Following its warning in August on the worrying lack of awareness regarding auto-enrolment amongst employers, Tenet is experiencing an increasing level of engagement from both employers and advisers.

Related topics:  Retirement
Amy Loddington
4th October 2013
Retirement

However, it has underlined that urgency is still the key message due to both the average 12 month timescale and an increasing lack of capacity in the provider space.

Tenet's group brands director, Mike O'Brien, who believes that the underwriting issue is due to many providers not perceiving the business as profitable to take on in the SME market space, said:

“Getting terms from providers is becoming ever more difficult. A lot of companies are starting at the one per cent employer, one per cent employee contribution level and many providers do not have the appetite to issue terms on these contracts. With approximately 38,000 medium-sized employers due to be staged for auto-enrolment next year, this issue will only become more acute and is another reason to not leave it too late to engage with auto-enrolment.”
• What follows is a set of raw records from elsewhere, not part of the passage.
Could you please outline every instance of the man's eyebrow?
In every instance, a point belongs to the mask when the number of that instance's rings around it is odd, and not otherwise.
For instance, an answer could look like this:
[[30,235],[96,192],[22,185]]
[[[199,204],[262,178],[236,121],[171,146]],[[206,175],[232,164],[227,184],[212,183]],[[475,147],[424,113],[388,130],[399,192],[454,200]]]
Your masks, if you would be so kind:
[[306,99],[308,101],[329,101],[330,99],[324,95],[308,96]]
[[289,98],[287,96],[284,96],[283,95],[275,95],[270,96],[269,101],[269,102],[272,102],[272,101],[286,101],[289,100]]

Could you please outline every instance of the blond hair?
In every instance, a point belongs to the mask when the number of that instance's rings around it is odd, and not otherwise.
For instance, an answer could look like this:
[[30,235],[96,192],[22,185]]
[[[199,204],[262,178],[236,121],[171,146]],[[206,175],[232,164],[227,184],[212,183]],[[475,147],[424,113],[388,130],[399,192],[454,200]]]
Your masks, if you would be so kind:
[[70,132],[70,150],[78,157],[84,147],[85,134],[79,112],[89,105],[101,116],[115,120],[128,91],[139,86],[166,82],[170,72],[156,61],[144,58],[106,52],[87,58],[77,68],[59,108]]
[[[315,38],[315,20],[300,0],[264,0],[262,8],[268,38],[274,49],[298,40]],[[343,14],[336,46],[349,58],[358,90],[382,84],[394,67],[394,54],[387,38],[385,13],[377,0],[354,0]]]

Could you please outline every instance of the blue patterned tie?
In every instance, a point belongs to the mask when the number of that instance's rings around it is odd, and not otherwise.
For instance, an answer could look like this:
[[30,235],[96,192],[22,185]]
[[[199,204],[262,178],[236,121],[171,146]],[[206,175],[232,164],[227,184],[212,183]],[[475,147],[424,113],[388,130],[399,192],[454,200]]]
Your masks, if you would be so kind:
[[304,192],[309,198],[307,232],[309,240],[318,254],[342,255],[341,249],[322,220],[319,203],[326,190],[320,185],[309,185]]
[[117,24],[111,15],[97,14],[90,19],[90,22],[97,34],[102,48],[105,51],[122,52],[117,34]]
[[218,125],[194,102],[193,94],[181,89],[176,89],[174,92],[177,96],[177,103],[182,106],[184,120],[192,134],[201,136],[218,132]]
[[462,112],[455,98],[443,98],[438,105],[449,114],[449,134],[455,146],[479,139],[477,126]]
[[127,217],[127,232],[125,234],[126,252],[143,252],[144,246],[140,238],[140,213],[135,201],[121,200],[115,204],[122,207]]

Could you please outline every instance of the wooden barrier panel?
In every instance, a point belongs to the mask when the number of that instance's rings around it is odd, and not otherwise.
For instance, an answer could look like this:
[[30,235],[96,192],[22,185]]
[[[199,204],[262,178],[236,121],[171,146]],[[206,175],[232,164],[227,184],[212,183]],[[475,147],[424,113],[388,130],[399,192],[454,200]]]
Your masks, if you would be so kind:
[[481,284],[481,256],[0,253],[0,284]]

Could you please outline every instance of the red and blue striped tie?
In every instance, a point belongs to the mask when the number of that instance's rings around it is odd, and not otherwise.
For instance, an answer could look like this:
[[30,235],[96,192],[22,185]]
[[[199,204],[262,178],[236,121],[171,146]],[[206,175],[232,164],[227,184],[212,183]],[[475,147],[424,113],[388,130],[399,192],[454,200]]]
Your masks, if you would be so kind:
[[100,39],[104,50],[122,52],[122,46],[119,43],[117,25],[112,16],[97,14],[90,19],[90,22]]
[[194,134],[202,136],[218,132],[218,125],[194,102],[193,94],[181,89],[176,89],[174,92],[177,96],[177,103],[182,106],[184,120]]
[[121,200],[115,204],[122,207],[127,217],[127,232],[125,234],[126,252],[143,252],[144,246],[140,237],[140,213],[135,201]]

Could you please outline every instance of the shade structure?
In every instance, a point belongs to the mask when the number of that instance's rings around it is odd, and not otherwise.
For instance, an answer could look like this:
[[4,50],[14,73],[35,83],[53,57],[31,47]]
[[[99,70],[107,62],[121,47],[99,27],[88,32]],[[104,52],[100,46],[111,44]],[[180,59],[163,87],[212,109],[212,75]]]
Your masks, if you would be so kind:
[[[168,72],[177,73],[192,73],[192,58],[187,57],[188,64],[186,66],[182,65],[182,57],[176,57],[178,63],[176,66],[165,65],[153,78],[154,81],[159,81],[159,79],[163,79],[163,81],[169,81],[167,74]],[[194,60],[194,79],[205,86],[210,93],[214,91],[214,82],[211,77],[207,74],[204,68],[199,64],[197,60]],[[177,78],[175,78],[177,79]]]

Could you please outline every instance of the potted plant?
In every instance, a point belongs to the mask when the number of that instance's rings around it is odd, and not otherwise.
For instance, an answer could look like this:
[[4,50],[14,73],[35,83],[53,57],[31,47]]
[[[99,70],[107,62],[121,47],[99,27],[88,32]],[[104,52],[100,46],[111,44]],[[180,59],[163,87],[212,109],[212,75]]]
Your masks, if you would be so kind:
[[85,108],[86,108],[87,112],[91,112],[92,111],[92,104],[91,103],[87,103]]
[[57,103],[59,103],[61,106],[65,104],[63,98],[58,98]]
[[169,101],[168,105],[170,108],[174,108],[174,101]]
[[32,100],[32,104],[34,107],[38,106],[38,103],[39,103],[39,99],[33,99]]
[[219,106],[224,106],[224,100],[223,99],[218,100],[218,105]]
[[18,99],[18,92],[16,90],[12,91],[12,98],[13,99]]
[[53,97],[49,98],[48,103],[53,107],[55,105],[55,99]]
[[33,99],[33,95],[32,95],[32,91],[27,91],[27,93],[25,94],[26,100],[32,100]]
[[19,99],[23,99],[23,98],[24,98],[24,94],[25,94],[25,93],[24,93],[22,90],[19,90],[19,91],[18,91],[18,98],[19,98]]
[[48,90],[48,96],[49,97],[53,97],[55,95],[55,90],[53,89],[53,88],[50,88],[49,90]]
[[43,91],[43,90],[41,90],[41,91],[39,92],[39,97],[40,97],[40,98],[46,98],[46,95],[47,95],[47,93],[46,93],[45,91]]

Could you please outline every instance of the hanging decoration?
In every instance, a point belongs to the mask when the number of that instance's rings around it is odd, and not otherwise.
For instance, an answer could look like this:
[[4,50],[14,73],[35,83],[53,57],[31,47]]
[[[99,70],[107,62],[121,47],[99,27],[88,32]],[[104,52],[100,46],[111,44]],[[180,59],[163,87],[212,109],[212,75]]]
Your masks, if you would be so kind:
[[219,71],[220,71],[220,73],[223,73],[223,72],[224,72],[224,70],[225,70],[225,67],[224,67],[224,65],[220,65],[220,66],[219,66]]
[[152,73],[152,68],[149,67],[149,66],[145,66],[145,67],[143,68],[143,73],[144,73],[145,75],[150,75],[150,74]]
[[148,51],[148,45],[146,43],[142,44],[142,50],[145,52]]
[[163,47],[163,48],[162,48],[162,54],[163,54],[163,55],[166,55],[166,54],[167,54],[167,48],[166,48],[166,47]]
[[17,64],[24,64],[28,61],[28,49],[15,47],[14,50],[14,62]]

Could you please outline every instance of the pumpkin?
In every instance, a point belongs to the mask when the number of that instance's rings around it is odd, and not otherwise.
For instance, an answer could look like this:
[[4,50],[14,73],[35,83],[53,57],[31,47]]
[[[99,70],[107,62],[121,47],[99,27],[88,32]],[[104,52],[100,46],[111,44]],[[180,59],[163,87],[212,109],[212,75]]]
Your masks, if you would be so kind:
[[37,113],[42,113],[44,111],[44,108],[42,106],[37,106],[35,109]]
In December last year the group launched Tenet Employee Benefit Solutions, specifically to enable advisers – irrespective of their level of experience – to help their corporate customers comply with the new pensions reform requirements.

O’Brien continues:

“Whilst the level of engagement is starting to increase, there are still a huge number of employers out there who need to begin the process. Time is fast running out and the growing underwriting challenge is exacerbating the issue. TEBS’ insight can help advisers place contracts though, so the message remains to act now.”

Tenet offers a three-tier options system to suit both independent and restricted advisers, where they can choose either a ‘handhold’ service for any extra support they need, or one of two comprehensive ‘handover’ options where TEBS can provide a greater level of assistance.